Related tags Investment

Lilly has invested over $1bn in insulin production over the last year
Lilly has invested over $1bn in insulin production over the last year
Eli Lilly is investing over $700m (€518m) at a number of its insulin producing sites globally saying it is a response to the “growing diabetes epidemic.” 

In 2012, Eli Lilly told this publication it would be doubling its insulin output by 2017​ without adding any plants and without going down a third party manufacturing route, and late last week the Pharma Giant announced it would invest significantly production sites in France, US, Puerto Rico and China. .

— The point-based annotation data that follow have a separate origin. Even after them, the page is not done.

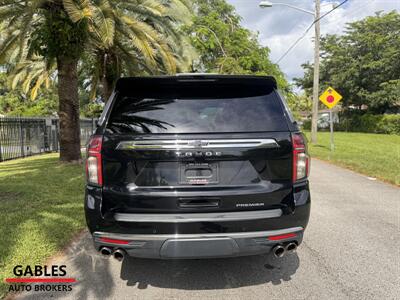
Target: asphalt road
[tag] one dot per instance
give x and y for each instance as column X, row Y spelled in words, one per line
column 351, row 250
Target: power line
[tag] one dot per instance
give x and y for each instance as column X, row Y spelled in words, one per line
column 308, row 29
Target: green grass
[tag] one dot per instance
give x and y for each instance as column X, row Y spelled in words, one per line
column 375, row 155
column 41, row 209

Spokesperson Andrew McLaughlin told in-Pharmatechnologist.com: “The investments support our current insulin therapies as well as the two basal insulins in our pipeline – basal insulin peglispro and our new insulin glargine product.”

As part of the investment, $245m will be invested in the company’s facilities in Indianapolis, US and Puerto Rico. The latter, an API facility for Humalog, was subject to a Warning Letter in 2010​ from the US Food and Drug Administration, but McLaughlin assured us this had been properly remediated.

This will be the third investment and expansion at the Indianapolis plant in the space of a year, pushing total spend to over $500m.

The recent glut of investment began last November at the site – Lilly’s HQ and an insulin production site since 1923 - with $140m ploughed into its API and injector pen​ production units. Just five months later another $180m was thrown into the site​ as part of Lilly’s long-term preparation to service the growing demand for diabetes products.

According to President of Lilly Diabetes, Enrique Conterno: “Insulin is a cornerstone of diabetes treatment and its use will only continue to increase given the rising number of people with diabetes around the world.”

Other facilities to benefit in this bout of investment include $250m in China, and $120m at a French plant both to expand insulin cartridge manufacturing capacity.

Homeward Bound

Lilly’s packaging partner Rexam in France has already seen the fallout of Lilly’s diabetes focus, investing $20.3m into its Verpilliere site near Lyon back in February​. At the time, Rexam told this publication the expansion was due to demands from Lilly to increase volumes.

However, packaging aside, Lilly has no intention of using third-party manufacturers to make its insulin products.

“We have built up significant internal capability in insulin manufacturing and believe we can leverage this more effectively than using third parties,”​ McLaughlin told us.